Retiring Democrat Sen. Ben Nelson says it’s unlikely Congress can come up with a meaningful fiscal plan before Jan. 1. (Photo courtesy U.S. Senate)

When Congress first set up the automatic spending cuts and tax hikes dubbed the fiscal cliff, Nelson voted against them. The idea was to provide incentive for both sides to find a long-term solution to the debt and deficit. But Nelson said it was just another example of Congress avoiding tough decisions. Now, while Nelson says everything should be on the negotiating table, including tax hikes and spending cuts, he questioned whether negotiations are taking place. And he said careful reforms to the tax code and entitlement programs can’t be achieved before the January 1st deadline. “How can you reform entitlement programs in 30 days?” Nelson said, “and do it in a careful and well-crafted way, how can you do that?”

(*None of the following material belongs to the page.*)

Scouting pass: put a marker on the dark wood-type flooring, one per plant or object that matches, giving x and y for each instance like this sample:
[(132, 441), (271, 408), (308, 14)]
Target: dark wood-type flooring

“Everybody knew this was going to come down to the wire here if we didn’t act promptly,” he said. “And we took a year and a half to do nothing because all we had was electioneering.”

Nelson said every state’s economy, including Nebraska’s, will be hurt if Congress fails to act.

Nelson also addressed another partisan issue on Capitol Hill: the potential nomination of UN Ambassador Susan Rice as Secretary of State. Nelson echoed criticism of Rice for failing to call the September attack on a U.S. Consulate in Libya pre-meditated terrorism. Rice has drawn fire from Republicans for saying the September attack was a spontaneous event several days after it occurred. Nelson said Rice should have “couched her comments.”

“I think what she needed to say was … we’ve had reports that said this, but reports are almost always wrong and some of them are 100% wrong,” Nelson said. “We don’t have enough information to be definitive with information that’s not classified, and I can’t go into the classified information at this point in time, that’s what she should have said.”

But Nelson added he doesn’t think Rice’s comments point to a cover up by President Obama, and he jabbed Republicans for politicizing the issue. “Look, we have a bunch of people didn’t get over the last election in 2008,” he said. “Why do we expect them to get over the election in 2012?”

Nelson said he wouldn’t comment as to whether Rice would be a good pick for Secretary of State before her nomination had occurred. As for his own plans, Nelson says he’s not yet sure what his future entails, but he does plan to return to Nebraska.